Studying fish immunology for the greater good
Now that many wild fish populations are too depleted to harvest, aquaculture offers a way to provide an ever-expanding global population with fish to eat. This rising demand has made fish farming the fastest growing food industry on Earth.
But it’s not easy to keep farmed fish healthy. Infectious diseases can run rampant in the confined spaces of fish production facilities. That is the challenge J. Oriol Sunyer, a professor in Penn Vet’s Department of Pathobiology, is addressing with paradigm-shifting discoveries about the immune system of fish.
While the vast majority of immunologists study mice, Sunyer’s study organism of choice is a species most people associate with mountain streams or a tasty dinner entrée: rainbow trout. Working with these evolutionarily primitive animals (ancestors of rainbow trout swam Earth’s waters 400 million years ago) Sunyer has identified features of immune system function that mice researchers have missed.
“We study the fish immune system so that we can learn from a so-called ‘primitive’ organism,” says Sunyer. “Because the immune system of mammals is so complex, sometimes you find things in fish that escaped notice in mice.”
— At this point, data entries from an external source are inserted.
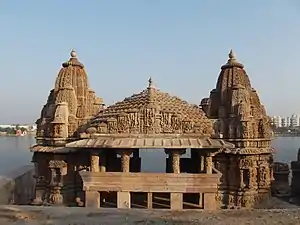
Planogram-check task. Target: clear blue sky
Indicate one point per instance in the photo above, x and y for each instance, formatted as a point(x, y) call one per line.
point(180, 43)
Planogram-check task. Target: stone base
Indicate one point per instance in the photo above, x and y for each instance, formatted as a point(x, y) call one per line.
point(241, 199)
In 2006, Sunyer and colleagues made a surprising discovery related to B cells, a type of white blood cell that helps fight infection. The scientists found that fish have a subset of B cells with the ability to phagocytose, or “eat,” microorganisms. Before, scientists believed that only other kinds of immune cells, such as macrophages and neutrophils, possessed this capacity.
Sunyer’s work may lead to better vaccines to protect fish from infection. Because insights into fish biology have led to a greater understanding of the immune systems of other organisms, this research may also improve not only fish health, but perhaps human health as well.
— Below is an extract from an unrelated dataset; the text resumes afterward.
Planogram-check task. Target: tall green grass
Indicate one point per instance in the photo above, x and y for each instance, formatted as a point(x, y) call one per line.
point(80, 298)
Earlier this year, Sunyer teamed with other researchers at Penn Vet to show that these microbe-consuming B cells are also present in mammals. “We broke the dogma,” says Sunyer, “because people thought that B cells were not phagocytic in fish or in vertebrates in general.”
This finding recasts how researchers seeking therapies and vaccines think about the various roles of cells in the human immune system. Currently, some experimental cancer treatments extract phagocytic cells from a patient, prime the cells to detect cancer cells, and then re-inject them to attack the cancer. Sunyer says that it’s possible phagocytic B cells could be “trained” to do the same thing.
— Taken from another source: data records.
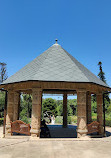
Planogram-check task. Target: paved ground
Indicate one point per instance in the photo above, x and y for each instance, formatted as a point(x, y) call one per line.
point(25, 148)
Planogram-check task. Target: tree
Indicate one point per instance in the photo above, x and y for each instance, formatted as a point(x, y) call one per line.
point(3, 72)
point(101, 75)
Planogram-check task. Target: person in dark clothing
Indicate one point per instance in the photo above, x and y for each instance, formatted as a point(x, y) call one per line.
point(45, 133)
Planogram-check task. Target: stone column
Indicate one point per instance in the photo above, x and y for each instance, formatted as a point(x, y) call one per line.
point(36, 112)
point(65, 110)
point(9, 116)
point(81, 113)
point(89, 116)
point(16, 106)
point(99, 98)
Sunyer, the only fish researcher at Penn Vet, is already reshaping the field of fish vaccinology. Since the 1980s, many farmed fish have been receiving vaccines to protect them against common infections like columnaris disease and strep. But the current best method of vaccinating fish—individually, by injection—is time-consuming and stressful to the animals.
A 2010 discovery by Sunyer and his colleagues is introducing new ways of protecting fish from disease. His research identified a type of antibody that patrols the mucous membranes of fish. Unlike human skin, all fish skin is considered a mucous membrane and is quite permeable to pathogens. Finding an antibody specific to this kind of tissue could help researchers find ways to fend off diseases before they make fish sick.
The ideal inoculation, Sunyer says, would provide mucosal immunity and wouldn’t have to be injected. Instead, he’s working to find vaccines that fish could be bathed in, or could eat, keeping in mind that the vaccines also have to be safe for humans to eventually consume as well.
To take his research from the lab to the dinner table, Sunyer is partnering with vaccine manufacturers, including the largest rainbow trout aquaculture facility in the United States, to work on developing a better vaccine.
“The last 20 years have been huge in increasing the use of fish vaccines, but we are way behind the mammalian field,” he says. “We need to do so much more research to create good, safe, and lasting vaccines.”